1.
When I try to make these memories come to the surface, it's as if I'm looking at a picture only half developed. Even the feelings are lost, fragmented, blurry around the edges. Nothing is sharp any more. Nothing has tangibility. Solidarity.
Even faces sometimes elude me, drifting in and out of my consciousness like visions from dreams, occasionally definable but never for very long. After a while the past becomes a faded image, we forget what was once so important, what was once so beautiful, or so ugly.
With the movement of time everything about ourselves we once loved, we lose. We become new people with every day, setting new standards, judging the world with foreign eyes, and the way it once was isn't the way it is any more.
So as hard as I try to remember, I can't do it. I can't capture the taste and the sound and the sight of things just as they were to me. As they were to all of us.
But for the sake of you, the reader, I shall put my pen to paper and my mind to the depths of my sordid imagination. I shall try to the best of my ability to recapture these feelings that once consumed me so completely and to bring to your mind the faces of people who made up the entirety of my world.
I remember most the way the sun rolled across the wide fields of neatly cut grass on the school oval. It seemed to beam up from each individual strand with a shiny glossiness foreign to the realms of my own world. Sometimes I stood at the window of my room and looked down upon this rolling lawn, down past the chipped stone of the boarding house exterior to the masses of girls and boys casting sly glances upon each other, giggling with their tilted lips and wide, youthful eyes. This image was fresh with perfection. To become a part of it would be to mar it, and so I never did. I stayed away from the boys in their rugby tops and small shorts, and equally so away from the petite young girls with pert breasts and smooth hair. I was constantly separated from their clean, alive quality by the sheet of cool glass in my window.
I hated them just as much as I loved them. Loathed them as much as I wanted to be a part of them.
I pretended that I didn't need them, didn't subconsciously seek their adoration or acceptance, and tried instead to cause them pain through my sullen scowls and narrowed eyes as I moved sleekly between them in the school corridors. But inside I felt a part of me dying every time they sniggered behind cupped hands. I was slipping away from myself as the years moved forwards into nothingness, as the monotony of their exclusion became normal. The disfigurement they saw me as became the disfigurement I believed myself to be. An accident of birth. An aberration on the surface of our planet. Incomplete. Flawed.

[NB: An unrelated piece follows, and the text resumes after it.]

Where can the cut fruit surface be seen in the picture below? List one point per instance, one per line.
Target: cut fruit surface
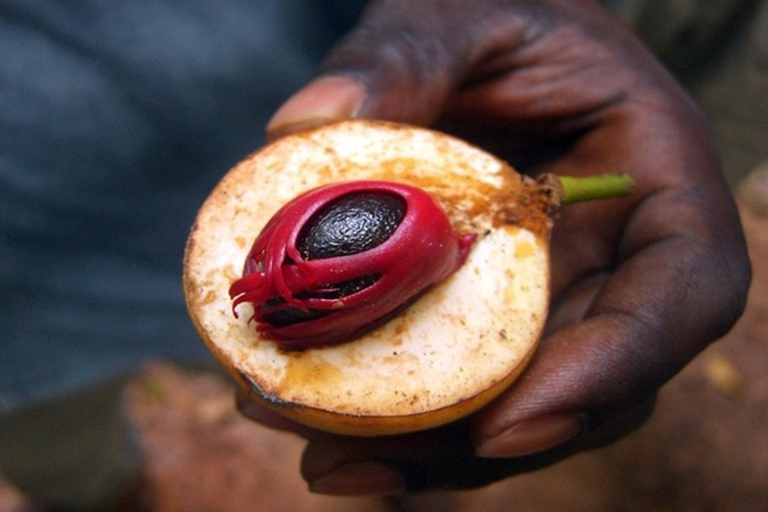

There were so many of them against me that it hurt. I turned fifteen, I turned sixteen. I soon came to be eighteen and I continued to hurt from their insensitivity, their cruel conniving remarks and exclusivity. I envied their place on those miles of green grass as I nursed my pain from behind the window.
I had only one respite, one place that was truly and totally mine.
Beneath the theatre there was an old school room turned storage space. Decades of memorabilia were pushed roughly inside into a dark, dusty heap of forgotten images, and amongst the ache of their neglect I placed my own. I came there after the bell resounded down the hollow, unfriendly hallways, burying myself between some plastic chairs and leaning back into the velvet banners of sports teams long gone. They used to have volleyball here, and badminton, but these novelties gave way to those perfect masses and their need for conformity. Rugby ate them up, as did cheerleading, and yearbook and all the neat, perfect, engendered societies.
Here in this one, damp smelling room I carved out a piece of ground which was wholly my own. The pictures upon the egg-coloured walls modelled the faces of my friends. The names written in bold black script beneath them were the names I associated with myself, the names I wrote down in my notebooks inside the palpitating halves of curling love hearts. Inside the confines of this little room I was theirs and they were mine. They stood behind me with impassive faces as I peeled away part of the newspaper covering a long horizontal slat of windows and looked down onto one of the main thoroughfares of the school. I pressed my knees deep into a gas valve and looked through the ragged hole I had made.
I sighed against the glass, frosting it up with my emotions, then turned back to those black and white faces and forgot I had ever made such a pathetic sound, let alone felt such emotion.